Là-bas une échoppe qui propose aux passants de la bière lao avec des accompagnements comme de la viande grillée à la braise. Une partie de la foule se dirige vers l’autre rive du Mékong pour atteindre les grottes, lieux de pèlerinage qui attirent particulièrement les jeunes dans leurs aventures sentimentales. La visite des grottes est une vieille institution lors des fêtes chez les peuples d’origine thai dont les Lao font partie. La ville s’anime de nouveau en fin d’après-midi quand la foule revient de l’île avant de laisser la place aux réceptions diverses, officielles ou chez les particuliers.

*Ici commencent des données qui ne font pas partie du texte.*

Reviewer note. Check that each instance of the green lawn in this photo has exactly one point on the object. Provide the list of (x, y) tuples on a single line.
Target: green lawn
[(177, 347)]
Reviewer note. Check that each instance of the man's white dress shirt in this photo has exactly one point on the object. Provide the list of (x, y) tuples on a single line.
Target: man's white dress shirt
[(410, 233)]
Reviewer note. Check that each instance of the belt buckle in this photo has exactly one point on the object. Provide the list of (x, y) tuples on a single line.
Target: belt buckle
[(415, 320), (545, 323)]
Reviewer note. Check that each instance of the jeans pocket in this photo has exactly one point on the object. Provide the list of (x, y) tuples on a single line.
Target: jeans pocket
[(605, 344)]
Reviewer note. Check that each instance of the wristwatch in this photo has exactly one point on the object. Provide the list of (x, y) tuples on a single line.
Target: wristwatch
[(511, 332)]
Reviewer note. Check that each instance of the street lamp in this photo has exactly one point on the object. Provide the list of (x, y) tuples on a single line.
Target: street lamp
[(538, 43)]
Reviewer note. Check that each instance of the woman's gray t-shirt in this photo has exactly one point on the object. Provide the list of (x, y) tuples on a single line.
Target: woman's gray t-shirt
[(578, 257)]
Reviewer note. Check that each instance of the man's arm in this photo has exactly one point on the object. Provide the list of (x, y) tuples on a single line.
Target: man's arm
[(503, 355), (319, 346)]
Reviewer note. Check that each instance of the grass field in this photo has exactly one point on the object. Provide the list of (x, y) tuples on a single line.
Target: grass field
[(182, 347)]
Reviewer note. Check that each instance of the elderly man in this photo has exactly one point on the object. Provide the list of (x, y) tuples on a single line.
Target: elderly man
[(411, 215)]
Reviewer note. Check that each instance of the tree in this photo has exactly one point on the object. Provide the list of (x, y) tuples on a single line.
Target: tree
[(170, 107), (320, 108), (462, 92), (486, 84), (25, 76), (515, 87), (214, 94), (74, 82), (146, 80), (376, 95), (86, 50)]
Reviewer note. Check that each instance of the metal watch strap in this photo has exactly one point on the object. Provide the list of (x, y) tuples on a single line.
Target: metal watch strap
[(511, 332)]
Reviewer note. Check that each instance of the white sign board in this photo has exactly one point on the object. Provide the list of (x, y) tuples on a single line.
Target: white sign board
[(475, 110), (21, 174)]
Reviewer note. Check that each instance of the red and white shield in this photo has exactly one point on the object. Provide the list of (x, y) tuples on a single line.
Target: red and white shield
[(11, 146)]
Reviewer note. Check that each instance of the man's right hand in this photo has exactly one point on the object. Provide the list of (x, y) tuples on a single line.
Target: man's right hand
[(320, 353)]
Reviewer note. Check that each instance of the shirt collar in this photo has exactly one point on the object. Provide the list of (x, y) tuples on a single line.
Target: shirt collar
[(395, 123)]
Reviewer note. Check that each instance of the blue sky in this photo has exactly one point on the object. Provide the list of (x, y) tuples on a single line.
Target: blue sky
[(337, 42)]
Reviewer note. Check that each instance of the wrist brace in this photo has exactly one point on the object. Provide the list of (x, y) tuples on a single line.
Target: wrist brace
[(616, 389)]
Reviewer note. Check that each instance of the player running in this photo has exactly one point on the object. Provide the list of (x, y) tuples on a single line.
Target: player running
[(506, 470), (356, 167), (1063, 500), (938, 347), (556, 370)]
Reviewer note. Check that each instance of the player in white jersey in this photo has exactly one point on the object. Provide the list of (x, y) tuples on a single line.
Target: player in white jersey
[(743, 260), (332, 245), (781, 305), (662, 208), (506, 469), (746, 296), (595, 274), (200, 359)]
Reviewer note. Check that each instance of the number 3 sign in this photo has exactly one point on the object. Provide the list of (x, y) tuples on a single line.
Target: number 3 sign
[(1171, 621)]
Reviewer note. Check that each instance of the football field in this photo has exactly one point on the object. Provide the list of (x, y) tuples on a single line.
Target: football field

Les touristes occidentaux ne sont pas ignorés mais incités à rejoindre la foule en délire. Il est difficile de trouver encore des fêtes de cette nature dans les pays industrialisés où pour s’amuser il faut sortir son porte-monnaie : un tour de manège quelconque ça vaut tant, les autos tamponneuses ça coûte tant, voir l’enfer n’est pas gratuit, etc. À côté de ces fêtes, la Foire du Trône est d’une tristesse humiliante. Dans les années 1970, 1980 il y avait encore de timides carnavals à Paris puis petit à petit, ils ont disparu. Celui de Venise est un rescapé mais tout le monde ne peut pas s’y introduire. La société moderne a détruit toutes les fêtes anciennes sur l’autel du profit matériel dressé par quelques-uns. La fête de la Musique a potentiellement un bel avenir si on se donnait les moyens de la faire vivre à l’écart de la consommation, mais pour l’instant elle n’est même pas un jour de congé, ce qui révèle aussi l’esprit de ceux qui régissent la société : les fêtes avec toutes leurs composantes émotionnelles et sociales passent après d’autres prérogatives. Même ceux qui essaient d’inventer des fêtes en faisant appel au passé, ne sont pas parvenus à créer une ambiance libre de toute marchandisation : quand on regarde le programme de Autrefois le Couserans, qui passe pour une grande fête en Ariège et qui essaie de renouer avec les traditions, on s’aperçoit que les 6 pages imprimées sur du papier glacé au format A4 en couleurs sont remplies, chargées de publicités que les commerçants du coin y ont fait paraître, puisqu’ils sont aussi les subventionneurs de cette fête. Voilà comment le commerce s’introduit dans les fêtes modernes. On cherche en vain dans ce programme riche en couleurs, un encart expliquant l’origine de cette fête, de certaines traditions, ce qu’elle est censée véhiculer, son esprit en somme. Les touristes sont invités à admirer et applaudir en tant que spectateur le défilé qui retrace la vie d’autrefois, à regarder les scènes de vie champêtre, les activités du passé, etc. Et à côté de ces spectacles qui sont loin d’être insignifiants, des stands de commerçants vous proposent toutes sortes de produits et d’objets consommables ou non, utiles ou inutiles. Pourrait-on imaginer les fêtes de Noël sans le commerce ? Acteurs et participants dans les fêtes traditionnelles on est réduits à être spectateurs et consommateurs dans la société moderne.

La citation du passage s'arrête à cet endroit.